Former intelligence officer Col. John Alexander (U.S. Army Retired), is also speaking. He probably organized this lecture event. Alexander is a bit unusual among UFO proponents in that he absolutely does not believe that the U.S. Government is covering up any "UFO secrets," or is engaged in any "UFO conspiracy." So that rules out belief in the Roswell Crash (which got him jeered while speaking at the MUFON Symposium last year). Yet Alexander apparently believes in a British UFO cover-up, as he is a strong proponent of Col. Halt and the other supposed witnesses at Rendlesham. James McGaha and I each told Alexander personally about Col. Halt's changing UFO claims, and asked how could he continue to have confidence in Halt's story? But Alexander does not seem troubled by Halt's inconsistency in the least, or by the dressing-down of Col. Halt by his superior officer, Col. Conrad; why give up on a UFO story as good as this one??!!!
Also speaking are retired Air Force Cols. William Coleman and Robert Friend. Col. Friend was the director of the U.S. Air Force's Project Blue Book. Coleman, an Air Force public information spokesman, was the producer of the former NBC-TV program "Project UFO," which ran two seasons (1978 and 1979).
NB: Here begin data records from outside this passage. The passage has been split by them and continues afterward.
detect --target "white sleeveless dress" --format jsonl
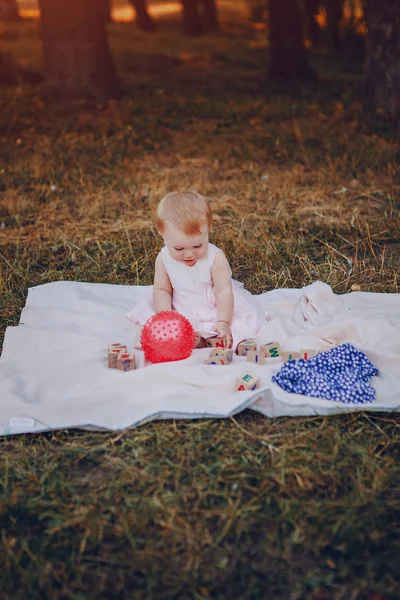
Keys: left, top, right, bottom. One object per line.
{"left": 126, "top": 243, "right": 267, "bottom": 347}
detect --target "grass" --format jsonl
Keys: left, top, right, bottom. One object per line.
{"left": 0, "top": 3, "right": 400, "bottom": 598}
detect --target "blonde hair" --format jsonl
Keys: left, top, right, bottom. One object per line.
{"left": 155, "top": 191, "right": 212, "bottom": 236}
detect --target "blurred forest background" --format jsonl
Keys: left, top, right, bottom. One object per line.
{"left": 0, "top": 0, "right": 399, "bottom": 123}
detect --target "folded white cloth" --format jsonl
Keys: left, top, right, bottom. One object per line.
{"left": 294, "top": 281, "right": 342, "bottom": 327}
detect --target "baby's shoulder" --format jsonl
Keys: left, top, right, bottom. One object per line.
{"left": 209, "top": 246, "right": 231, "bottom": 274}
{"left": 211, "top": 248, "right": 228, "bottom": 264}
{"left": 157, "top": 246, "right": 169, "bottom": 261}
{"left": 155, "top": 247, "right": 168, "bottom": 269}
{"left": 207, "top": 243, "right": 223, "bottom": 261}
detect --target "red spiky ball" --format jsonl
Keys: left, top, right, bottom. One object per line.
{"left": 141, "top": 311, "right": 196, "bottom": 363}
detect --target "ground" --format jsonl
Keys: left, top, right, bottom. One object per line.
{"left": 0, "top": 3, "right": 399, "bottom": 598}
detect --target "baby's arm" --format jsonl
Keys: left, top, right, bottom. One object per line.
{"left": 153, "top": 252, "right": 173, "bottom": 312}
{"left": 211, "top": 251, "right": 234, "bottom": 344}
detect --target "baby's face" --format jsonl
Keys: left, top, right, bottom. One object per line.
{"left": 163, "top": 223, "right": 209, "bottom": 267}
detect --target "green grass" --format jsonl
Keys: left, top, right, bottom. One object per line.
{"left": 0, "top": 5, "right": 400, "bottom": 598}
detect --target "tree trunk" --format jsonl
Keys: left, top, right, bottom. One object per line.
{"left": 99, "top": 0, "right": 113, "bottom": 24}
{"left": 248, "top": 0, "right": 266, "bottom": 22}
{"left": 268, "top": 0, "right": 315, "bottom": 80}
{"left": 302, "top": 0, "right": 320, "bottom": 47}
{"left": 364, "top": 0, "right": 400, "bottom": 124}
{"left": 201, "top": 0, "right": 219, "bottom": 30}
{"left": 325, "top": 0, "right": 344, "bottom": 48}
{"left": 0, "top": 0, "right": 20, "bottom": 21}
{"left": 129, "top": 0, "right": 157, "bottom": 31}
{"left": 38, "top": 0, "right": 118, "bottom": 102}
{"left": 0, "top": 51, "right": 14, "bottom": 83}
{"left": 347, "top": 0, "right": 359, "bottom": 29}
{"left": 181, "top": 0, "right": 203, "bottom": 35}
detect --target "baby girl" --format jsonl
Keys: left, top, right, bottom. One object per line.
{"left": 127, "top": 191, "right": 267, "bottom": 349}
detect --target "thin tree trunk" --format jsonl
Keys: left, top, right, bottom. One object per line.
{"left": 326, "top": 0, "right": 344, "bottom": 48}
{"left": 302, "top": 0, "right": 320, "bottom": 47}
{"left": 38, "top": 0, "right": 118, "bottom": 102}
{"left": 0, "top": 0, "right": 20, "bottom": 21}
{"left": 268, "top": 0, "right": 315, "bottom": 80}
{"left": 99, "top": 0, "right": 113, "bottom": 24}
{"left": 181, "top": 0, "right": 203, "bottom": 35}
{"left": 347, "top": 0, "right": 358, "bottom": 29}
{"left": 129, "top": 0, "right": 157, "bottom": 31}
{"left": 364, "top": 0, "right": 400, "bottom": 124}
{"left": 201, "top": 0, "right": 219, "bottom": 30}
{"left": 248, "top": 0, "right": 265, "bottom": 22}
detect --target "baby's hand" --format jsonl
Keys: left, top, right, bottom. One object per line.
{"left": 215, "top": 321, "right": 233, "bottom": 348}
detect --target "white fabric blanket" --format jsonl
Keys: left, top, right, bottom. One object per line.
{"left": 0, "top": 281, "right": 399, "bottom": 436}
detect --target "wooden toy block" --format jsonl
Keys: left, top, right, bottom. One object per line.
{"left": 108, "top": 348, "right": 123, "bottom": 369}
{"left": 116, "top": 352, "right": 136, "bottom": 371}
{"left": 204, "top": 356, "right": 226, "bottom": 365}
{"left": 300, "top": 349, "right": 317, "bottom": 360}
{"left": 282, "top": 351, "right": 300, "bottom": 362}
{"left": 246, "top": 350, "right": 266, "bottom": 365}
{"left": 108, "top": 343, "right": 127, "bottom": 353}
{"left": 237, "top": 339, "right": 257, "bottom": 356}
{"left": 205, "top": 335, "right": 229, "bottom": 349}
{"left": 210, "top": 348, "right": 233, "bottom": 363}
{"left": 260, "top": 341, "right": 281, "bottom": 358}
{"left": 235, "top": 372, "right": 260, "bottom": 391}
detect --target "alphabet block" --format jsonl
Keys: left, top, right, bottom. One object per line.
{"left": 260, "top": 342, "right": 281, "bottom": 358}
{"left": 246, "top": 350, "right": 266, "bottom": 365}
{"left": 205, "top": 336, "right": 229, "bottom": 349}
{"left": 300, "top": 349, "right": 317, "bottom": 360}
{"left": 116, "top": 352, "right": 136, "bottom": 372}
{"left": 281, "top": 351, "right": 300, "bottom": 362}
{"left": 235, "top": 372, "right": 260, "bottom": 391}
{"left": 108, "top": 348, "right": 123, "bottom": 368}
{"left": 237, "top": 339, "right": 257, "bottom": 356}
{"left": 211, "top": 348, "right": 233, "bottom": 363}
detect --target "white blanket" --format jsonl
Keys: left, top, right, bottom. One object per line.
{"left": 0, "top": 281, "right": 399, "bottom": 436}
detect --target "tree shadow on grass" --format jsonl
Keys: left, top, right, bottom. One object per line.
{"left": 119, "top": 51, "right": 185, "bottom": 76}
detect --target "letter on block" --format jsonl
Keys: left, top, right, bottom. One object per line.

The show was so bad that, as I wrote in Psychic Vibrations (SI Fall 1979; book, p. 15):
Edward Winters, one of the stars of the series, explained how the writers for Project UFO got their material: “As I understand the story, the Air Force finally got tired of looking at us, because they said, ‘Anything your writers can dream up, we can find … There are over 12,000 cases in the Blue Book report.’ So instead of finding it first and then writing about it, they let the writers write it and then they go find one like it!”If either of these gentlemen, Col. Friend or Col. Coleman, ever actually had any "UFO secrets," they should have appeared in the Blue Book files. Or at least in Project UFO.
James McGaha contacted the Director of the National Atomic Testing Museum, Allan Palmer, to get an explanation of why such sensationalist material was being presented under the auspices of the museum, but received no clear explanation. His attempts to get a comment on this matter from the Smithsonian has thus far been likewise unsuccessful.
For whatever reason, we are now seeing once-respected names dragging themselves through the swamp of UFO and alien claims. First the National Geographic, embracing UFO claims as if there were no tomorrow, with Chasing UFOs merely the most egregious example. Now even a Smithsonian-affiliated museum is shamelessly promoting entirely uncritical UFO claims. What will be next: Bigfoot exhibits? Astrological displays? Are museums to be the next venue for tabloid entertainment? If America's museums are willing to shed all scholarly rigor and self-respect to bring more visitors through the doors, then it will be a sorry day for science education in America.